Ansible advised me to use instead the file module with state=touch, however the code below fails since there doesn't seem to be a way to examine the interim result of file.

  - name: Determine whether we have write access to the shared dir
    file: path=/mnt/shared-data/.WriteTest state=touch
    register: shared_dir_write_test
    failed_when: "shared_dir_write_test.failed and 'read-only' not in (shared_dir_write_test.msg | lower)"

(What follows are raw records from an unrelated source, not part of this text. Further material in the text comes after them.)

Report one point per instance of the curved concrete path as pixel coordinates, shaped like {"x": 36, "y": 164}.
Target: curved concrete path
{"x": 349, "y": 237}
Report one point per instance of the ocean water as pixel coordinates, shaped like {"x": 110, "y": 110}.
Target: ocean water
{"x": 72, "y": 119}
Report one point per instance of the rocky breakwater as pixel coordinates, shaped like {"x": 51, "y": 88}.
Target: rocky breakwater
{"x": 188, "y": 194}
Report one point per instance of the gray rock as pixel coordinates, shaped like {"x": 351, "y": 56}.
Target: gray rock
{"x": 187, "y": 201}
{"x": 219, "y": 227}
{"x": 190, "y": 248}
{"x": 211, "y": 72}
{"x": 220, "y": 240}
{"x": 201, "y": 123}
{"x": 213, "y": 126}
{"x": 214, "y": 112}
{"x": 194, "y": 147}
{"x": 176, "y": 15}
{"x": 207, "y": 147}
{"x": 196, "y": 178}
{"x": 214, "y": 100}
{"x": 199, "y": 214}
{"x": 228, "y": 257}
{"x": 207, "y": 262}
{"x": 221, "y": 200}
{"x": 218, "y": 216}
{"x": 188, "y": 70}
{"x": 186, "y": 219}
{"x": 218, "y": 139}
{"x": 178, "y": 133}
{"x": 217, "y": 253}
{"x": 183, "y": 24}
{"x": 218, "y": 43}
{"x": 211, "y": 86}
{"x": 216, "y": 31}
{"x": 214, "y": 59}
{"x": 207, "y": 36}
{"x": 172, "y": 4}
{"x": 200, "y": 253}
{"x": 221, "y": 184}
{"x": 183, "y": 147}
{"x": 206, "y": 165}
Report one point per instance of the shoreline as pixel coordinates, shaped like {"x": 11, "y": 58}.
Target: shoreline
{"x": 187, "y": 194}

The conditional check 'shared_dir_write_test.failed and 'read-only' not in (shared_dir_write_test.stderr | lower)' failed. The error was: error while evaluating conditional (shared_dir_write_test.failed and 'read-only' not in (shared_dir_write_test.stderr | lower)): 'dict object' has no attribute 'failed'

2条回答
趁早两清
2楼-- · 2019-08-18 03:20

You could gather Ansible facts, there are mount options for each mount:

ansible localhost -m setup -a "filter=ansible_mounts"

sample output:

[root@ansible ansible]# ansible localhost -m setup -a "filter=ansible_mounts"
localhost | SUCCESS => {
    "ansible_facts": {
        "ansible_mounts": [
            {
                "block_available": 3007928, 
                "block_size": 4096, 
                "block_total": 3929600, 
                "block_used": 921672, 
                "device": "/dev/mapper/fedora-root", 
                "fstype": "xfs", 
                "inode_available": 7787042, 
                "inode_total": 7864320, 
                "inode_used": 77278, 
                "mount": "/", 
                "options": "rw,relatime,attr2,inode64,noquota", 
                "size_available": 12320473088, 
                "size_total": 16095641600, 
                "uuid": "5faf23bb-281b-41d9-bd20-f8da6463eba0"
            }, 
            {
                "block_available": 185772, 
                "block_size": 4096, 
                "block_total": 249830, 
                "block_used": 64058, 
                "device": "/dev/sda1", 
                "fstype": "ext4", 
                "inode_available": 65179, 
                "inode_total": 65536, 
                "inode_used": 357, 
                "mount": "/boot", 
                "options": "rw,relatime,data=ordered", 
                "size_available": 760922112, 
                "size_total": 1023303680, 
                "uuid": "866845e7-6c62-41c9-bbd2-87b463326601"
            }
        ]
    }, 
    "changed": false
}
[root@ansible ansible]# ansible localhost -m setup -a "filter=ansible_mounts"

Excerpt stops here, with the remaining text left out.